Joanne Chen: We actually wrestled with this exact question. I joined Foundation about 12 years ago, and venture was changing then too—maybe not as rapidly as today, but we were investing across many sectors and stages: Series A, Series B, and a little seed. We took a step back and asked: what do we truly excel at, and what do we want to do as individuals? We decided to focus the firm on the super early stage—predominantly seed—backing technical companies that are pre-product-market fit, with few or no customers or revenues, and to build a team and fund size that match that value proposition.

Today, about 90% of our companies have no revenue when we invest. No customers. Often no product. We write seed-stage checks, usually as the first institutional investor—85% of the time. Our value proposition to founders is clear: we help you go from zero to one. We help you land your first customers and make your first hires—your first heads of marketing, sales, and so on. That has played out well. The first fund where we really focused on this strategy was Fund 8, the fund in which we incubated Cerebras alongside Benchmark. Cerebras went public this morning, which is awesome. And we've repeated that playbook over and over since.

Everett Randle: I think the era of AI and LLMs has pushed the two bookends of the spectrum even further apart. It's harder today than it was five or six years ago to do both well—by "both" I mean being a platform focused primarily on growth investing and being a specialist focused on a particular sector or stage, typically early.

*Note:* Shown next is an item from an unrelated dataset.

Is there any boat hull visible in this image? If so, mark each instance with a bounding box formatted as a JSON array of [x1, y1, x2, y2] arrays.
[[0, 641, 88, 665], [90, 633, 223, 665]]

Here's why. Take Anthropic's $380 billion valuation round—their last announced round of funding—and assume Anthropic IPOs at a $1.5 trillion valuation sometime in the next four years. They're not there yet, but there are rumors they'll raise near that valuation now, so it's a fair line to draw. The investors in that $380 billion round would collectively make 35x more than the investors in the Snowflake pre-IPO round—and Snowflake's pre-IPO round was the gold-standard large growth round that everyone was proud to be in and every LP was happy about. A single Anthropic round will produce an order of magnitude more returns, and then some.

When you look at the capital-intensive rounds the LLM providers are raising—that was a $30 billion round, a mega-IPO's worth of capital in a single round, and OpenAI raised an even larger one before it—you can only do that if you're a large platform with a ton of capital to deploy. And if you're a large platform putting a billion dollars into an Anthropic, it is really, really hard to get up in the morning and convince yourself you care about a $10 million seed check. Firms like to lie to themselves or their LPs and insist they still care about seed and Series A.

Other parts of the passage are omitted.